The issue that many people face is knowing where to start with a DSLR camera. They can be complex to figure out and it takes a lot of skill and knowledge to use the camera’s features to their full potential.
If you have recently bought yourself a camera and are keen to start taking some semi-professional photos, we’ve got some great tips for photography beginners to get you started.
Think About the Background
A common mistake that many beginner photographers make is focusing solely on the person or object that is at the forefront of the photo. Even if you do have a main focal point of the image, it doesn’t mean you can forget about the rest of the photo!
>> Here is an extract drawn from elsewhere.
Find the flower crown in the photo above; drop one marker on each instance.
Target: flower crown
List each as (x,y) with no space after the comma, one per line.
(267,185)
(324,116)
The background makes a significant difference to the overall look and feel of your image and it can completely change people’s interpretation of your artwork. So, you should always take careful consideration when choosing the photography backdrops and scenery that you use in each image.
For example, if you want to portray a mysterious tone in your photos, a dark black backdrop with harsh indoor lighting is a great option. Using lots of colorful flowers and greenery in the background on your driveway or in your garden will convey happier emotions to the viewers of your image.
Avoid Overexposing Your Images
When you are choosing your camera settings at the start of your shoot, it’s essential that you pick the right shutter speed, aperture, and ISO. These are the three most important settings when it comes to choosing the brightness of your images.
Choosing the right shutter speed, aperture, and ISO will ensure that your photos are not overexposed beyond repair. Photo exposure can be edited post-production to a point, but if your images are extremely bright and overexposed, it may be impossible to fix them.
When you first begin your shoot, lower the ISO to around 100 and choose a fast shutter speed. Take a few test images to check how they look before you begin properly shooting
Tips for Photography Beginners – Back Up Your Photos
Any professional photographer will tell you to back up your photos as soon as you have taken them. You never know when your camera is going to break or your SD card is going to corrupt. The last thing you want is to spend hours taking a bunch of images that then get lost due to faulty technology.
Always keep at least two copies of your photos, ideally a copy on two separate hard drives. There are also lots of cloud-based storage drives that might be useful. Using the cloud means that any physical damage to your hard drive won’t affect your ability to retrieve your photos.